Beginning of the Navy Career

Once his studies were completed, peace had returned to France, and jobs in the Navy were scarce. Lapérouse sailed the French Atlantic coast carrying timber between Bayonne and the shipyards of Rochefort and Brest, thus participating in the reconstruction of the French fleet after the war.

In 1772, the Chevalier de Ternay was appointed Governor of Île-de-France, today Mauritius: his protégé, Lapérouse, accompanied him. From Port-Louis d’Île-de-France, Lapérouse carried out numerous supply missions in the Indian Ocean on board L’Africain. In 1773, Ternay entrusted him with the command of the ship La Seine, with which he undertook two expeditions to India, the second of which earned him the Cross of Saint Louis on his return to France.

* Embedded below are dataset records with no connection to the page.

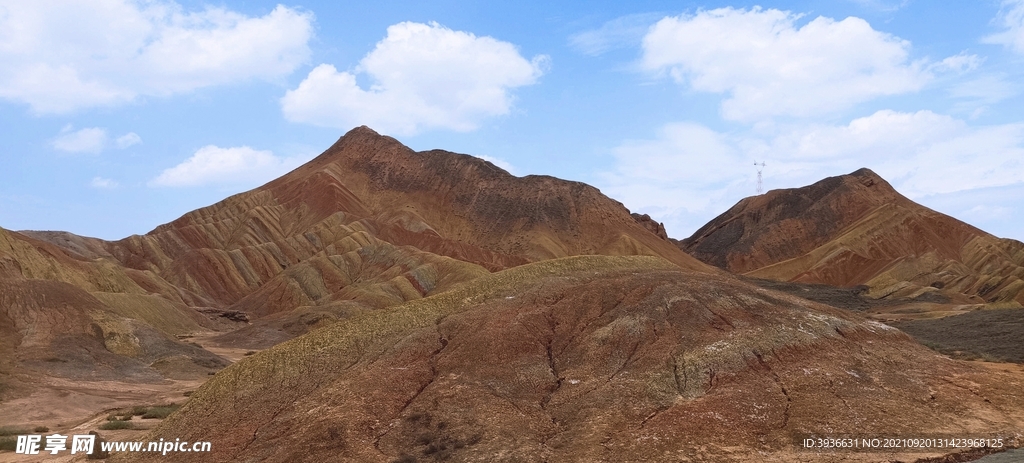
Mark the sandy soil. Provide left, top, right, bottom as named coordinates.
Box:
left=0, top=331, right=243, bottom=463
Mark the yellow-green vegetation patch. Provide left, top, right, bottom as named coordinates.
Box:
left=166, top=256, right=679, bottom=426
left=92, top=293, right=202, bottom=336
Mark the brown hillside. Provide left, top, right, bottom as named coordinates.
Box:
left=118, top=256, right=1024, bottom=462
left=90, top=127, right=710, bottom=313
left=0, top=228, right=226, bottom=396
left=679, top=169, right=1024, bottom=302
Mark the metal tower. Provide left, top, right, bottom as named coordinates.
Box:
left=754, top=161, right=765, bottom=195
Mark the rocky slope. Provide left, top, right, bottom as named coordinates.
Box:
left=118, top=256, right=1024, bottom=462
left=678, top=169, right=1024, bottom=303
left=0, top=127, right=710, bottom=385
left=0, top=228, right=227, bottom=398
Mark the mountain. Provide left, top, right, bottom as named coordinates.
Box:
left=0, top=127, right=711, bottom=387
left=678, top=169, right=1024, bottom=304
left=0, top=228, right=227, bottom=398
left=116, top=256, right=1024, bottom=462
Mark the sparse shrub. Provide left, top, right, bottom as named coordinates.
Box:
left=391, top=454, right=416, bottom=463
left=99, top=420, right=132, bottom=431
left=142, top=404, right=181, bottom=420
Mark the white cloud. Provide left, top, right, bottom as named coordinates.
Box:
left=641, top=7, right=931, bottom=122
left=598, top=122, right=753, bottom=238
left=114, top=132, right=142, bottom=150
left=597, top=110, right=1024, bottom=238
left=851, top=0, right=910, bottom=12
left=89, top=177, right=118, bottom=190
left=982, top=0, right=1024, bottom=53
left=50, top=126, right=106, bottom=153
left=281, top=23, right=548, bottom=134
left=766, top=110, right=1024, bottom=199
left=0, top=0, right=312, bottom=114
left=148, top=144, right=302, bottom=186
left=569, top=13, right=660, bottom=55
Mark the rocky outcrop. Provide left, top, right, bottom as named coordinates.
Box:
left=126, top=256, right=1024, bottom=462
left=680, top=169, right=1024, bottom=303
left=83, top=127, right=710, bottom=313
left=630, top=212, right=669, bottom=241
left=0, top=228, right=227, bottom=392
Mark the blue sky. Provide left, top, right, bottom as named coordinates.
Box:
left=0, top=0, right=1024, bottom=240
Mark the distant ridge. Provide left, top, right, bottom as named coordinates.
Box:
left=677, top=169, right=1024, bottom=303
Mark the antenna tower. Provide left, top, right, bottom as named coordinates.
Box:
left=754, top=161, right=765, bottom=195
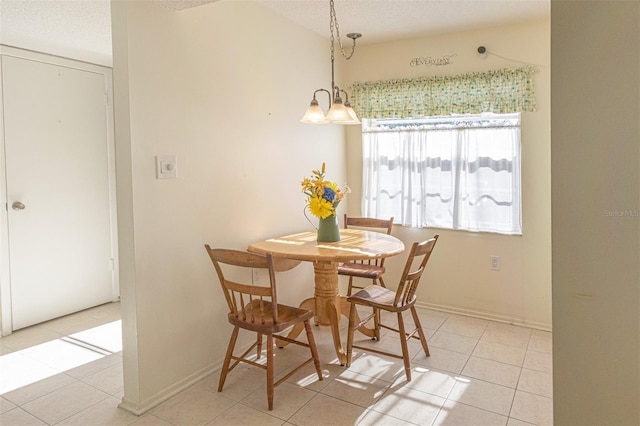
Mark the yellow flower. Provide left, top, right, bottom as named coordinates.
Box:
left=309, top=198, right=334, bottom=219
left=301, top=163, right=349, bottom=219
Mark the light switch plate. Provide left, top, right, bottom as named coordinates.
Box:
left=156, top=155, right=178, bottom=179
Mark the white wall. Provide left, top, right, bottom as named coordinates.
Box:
left=112, top=1, right=346, bottom=412
left=551, top=1, right=640, bottom=425
left=344, top=20, right=551, bottom=329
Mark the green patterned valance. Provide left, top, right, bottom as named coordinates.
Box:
left=351, top=66, right=536, bottom=118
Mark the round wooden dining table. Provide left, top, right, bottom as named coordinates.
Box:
left=248, top=228, right=405, bottom=365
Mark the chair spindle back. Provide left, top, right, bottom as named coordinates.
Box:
left=393, top=235, right=439, bottom=306
left=205, top=245, right=278, bottom=325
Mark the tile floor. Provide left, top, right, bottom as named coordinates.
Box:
left=0, top=303, right=553, bottom=426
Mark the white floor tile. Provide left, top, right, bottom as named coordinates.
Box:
left=411, top=345, right=469, bottom=374
left=320, top=370, right=390, bottom=408
left=241, top=382, right=317, bottom=420
left=518, top=368, right=553, bottom=398
left=439, top=317, right=487, bottom=339
left=2, top=373, right=75, bottom=405
left=448, top=377, right=515, bottom=416
left=0, top=407, right=46, bottom=426
left=510, top=391, right=553, bottom=426
left=151, top=387, right=235, bottom=425
left=0, top=350, right=69, bottom=395
left=0, top=397, right=16, bottom=414
left=0, top=303, right=553, bottom=426
left=289, top=394, right=367, bottom=426
left=481, top=323, right=531, bottom=349
left=207, top=404, right=284, bottom=426
left=522, top=351, right=553, bottom=374
left=58, top=398, right=138, bottom=426
left=428, top=331, right=478, bottom=355
left=472, top=340, right=526, bottom=367
left=391, top=364, right=456, bottom=398
left=22, top=382, right=109, bottom=424
left=371, top=387, right=445, bottom=425
left=433, top=401, right=509, bottom=426
left=462, top=356, right=521, bottom=389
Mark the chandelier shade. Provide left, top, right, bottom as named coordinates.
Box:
left=300, top=0, right=362, bottom=125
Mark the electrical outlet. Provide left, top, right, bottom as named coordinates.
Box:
left=489, top=256, right=500, bottom=271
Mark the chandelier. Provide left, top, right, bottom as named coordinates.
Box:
left=300, top=0, right=362, bottom=124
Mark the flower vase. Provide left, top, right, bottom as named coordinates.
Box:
left=318, top=214, right=340, bottom=243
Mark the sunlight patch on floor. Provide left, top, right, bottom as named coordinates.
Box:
left=0, top=320, right=122, bottom=395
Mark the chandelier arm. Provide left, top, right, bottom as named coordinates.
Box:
left=329, top=0, right=361, bottom=61
left=313, top=89, right=333, bottom=106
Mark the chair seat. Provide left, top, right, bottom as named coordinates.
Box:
left=338, top=262, right=384, bottom=279
left=229, top=300, right=313, bottom=334
left=347, top=285, right=415, bottom=312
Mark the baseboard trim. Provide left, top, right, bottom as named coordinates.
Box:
left=416, top=302, right=552, bottom=331
left=118, top=360, right=222, bottom=416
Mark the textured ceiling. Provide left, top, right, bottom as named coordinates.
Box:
left=256, top=0, right=550, bottom=44
left=0, top=0, right=550, bottom=65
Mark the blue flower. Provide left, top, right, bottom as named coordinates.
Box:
left=322, top=186, right=336, bottom=203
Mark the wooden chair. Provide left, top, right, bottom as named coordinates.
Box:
left=338, top=214, right=393, bottom=296
left=347, top=235, right=439, bottom=381
left=205, top=245, right=322, bottom=410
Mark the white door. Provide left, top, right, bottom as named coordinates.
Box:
left=1, top=50, right=118, bottom=330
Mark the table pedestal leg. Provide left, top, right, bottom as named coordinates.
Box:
left=277, top=262, right=374, bottom=365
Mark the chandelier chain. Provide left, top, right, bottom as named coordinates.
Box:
left=329, top=0, right=356, bottom=60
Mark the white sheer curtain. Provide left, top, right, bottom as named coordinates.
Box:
left=363, top=118, right=522, bottom=234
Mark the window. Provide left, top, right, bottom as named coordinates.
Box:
left=362, top=113, right=522, bottom=234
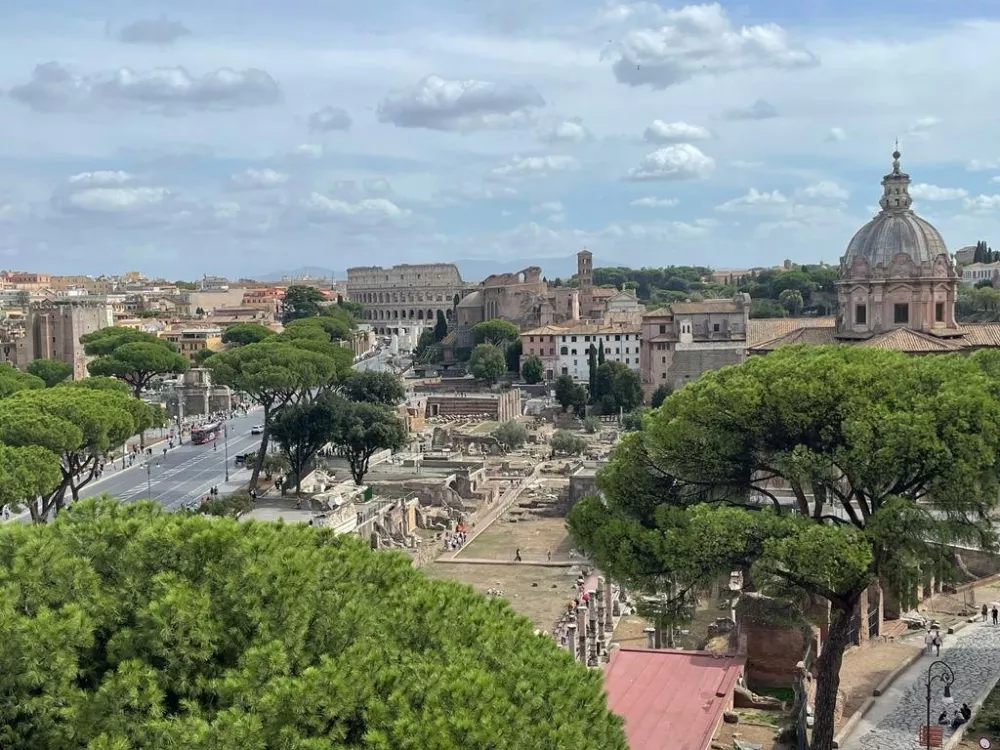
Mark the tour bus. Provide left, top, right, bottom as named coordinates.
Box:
left=191, top=422, right=222, bottom=445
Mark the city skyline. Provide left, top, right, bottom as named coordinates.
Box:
left=0, top=0, right=1000, bottom=278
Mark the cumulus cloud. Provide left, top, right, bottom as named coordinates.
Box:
left=910, top=182, right=969, bottom=201
left=115, top=18, right=191, bottom=44
left=309, top=107, right=351, bottom=133
left=606, top=3, right=818, bottom=89
left=376, top=76, right=545, bottom=132
left=299, top=192, right=412, bottom=226
left=626, top=143, right=715, bottom=181
left=906, top=117, right=941, bottom=138
left=490, top=155, right=580, bottom=179
left=538, top=118, right=591, bottom=143
left=642, top=120, right=712, bottom=143
left=226, top=169, right=290, bottom=190
left=722, top=99, right=778, bottom=120
left=795, top=180, right=851, bottom=203
left=9, top=62, right=281, bottom=115
left=715, top=188, right=788, bottom=211
left=629, top=198, right=680, bottom=208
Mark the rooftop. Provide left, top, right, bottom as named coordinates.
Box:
left=604, top=648, right=746, bottom=750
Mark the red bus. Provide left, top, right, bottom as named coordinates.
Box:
left=191, top=422, right=222, bottom=445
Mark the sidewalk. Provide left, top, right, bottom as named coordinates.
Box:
left=841, top=622, right=1000, bottom=750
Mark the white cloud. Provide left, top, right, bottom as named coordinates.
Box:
left=722, top=99, right=778, bottom=120
left=227, top=169, right=290, bottom=190
left=8, top=62, right=282, bottom=115
left=300, top=193, right=412, bottom=225
left=642, top=120, right=712, bottom=143
left=715, top=188, right=788, bottom=211
left=115, top=18, right=191, bottom=45
left=309, top=107, right=351, bottom=133
left=629, top=198, right=680, bottom=208
left=490, top=155, right=580, bottom=179
left=538, top=118, right=592, bottom=143
left=608, top=3, right=818, bottom=89
left=906, top=117, right=941, bottom=138
left=910, top=182, right=969, bottom=201
left=377, top=76, right=545, bottom=131
left=795, top=180, right=851, bottom=203
left=962, top=195, right=1000, bottom=213
left=626, top=143, right=715, bottom=181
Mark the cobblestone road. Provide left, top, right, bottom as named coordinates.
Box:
left=845, top=623, right=1000, bottom=750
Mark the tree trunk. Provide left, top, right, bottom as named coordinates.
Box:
left=810, top=594, right=866, bottom=750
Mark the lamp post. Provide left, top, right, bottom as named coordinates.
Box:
left=924, top=659, right=955, bottom=750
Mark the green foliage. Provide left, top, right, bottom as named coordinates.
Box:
left=521, top=355, right=545, bottom=385
left=469, top=344, right=507, bottom=384
left=472, top=318, right=521, bottom=347
left=330, top=401, right=406, bottom=485
left=340, top=370, right=406, bottom=407
left=590, top=362, right=642, bottom=414
left=25, top=359, right=73, bottom=388
left=555, top=375, right=587, bottom=416
left=0, top=378, right=163, bottom=523
left=750, top=299, right=788, bottom=319
left=197, top=492, right=254, bottom=520
left=649, top=383, right=674, bottom=409
left=222, top=323, right=274, bottom=346
left=588, top=346, right=1000, bottom=748
left=80, top=327, right=188, bottom=398
left=271, top=394, right=343, bottom=494
left=433, top=310, right=448, bottom=342
left=0, top=500, right=626, bottom=750
left=493, top=419, right=528, bottom=450
left=281, top=285, right=326, bottom=324
left=549, top=430, right=587, bottom=456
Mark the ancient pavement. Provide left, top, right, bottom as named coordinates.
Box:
left=841, top=622, right=1000, bottom=750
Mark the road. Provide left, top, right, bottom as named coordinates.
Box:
left=80, top=409, right=263, bottom=510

On the Island of France, Lapérouse met Éléonore Broudou, daughter of an island official. Because of the latter’s bourgeois background, Laperouse’s father, Victor-Joseph de Galaup, opposed their marriage – it was not until ten years later, in 1783, that Laperouse married Eleonore, in Paris, after their story had undergone many twists and turns. Lapérouse did not return to France until 1777, one year before France went to war against England on the side of the insurgent colonists in America. He then joined the fighting, commanding the frigate Amazone, with the fleet commanded by the Count of Estaing. Then, under the command of Ternay, he took command of the frigate L’Astrée, and finally joined the command of Admiral de Grasse, before being promoted to captain in 1781 on the occasion of the battle of Louisbourg.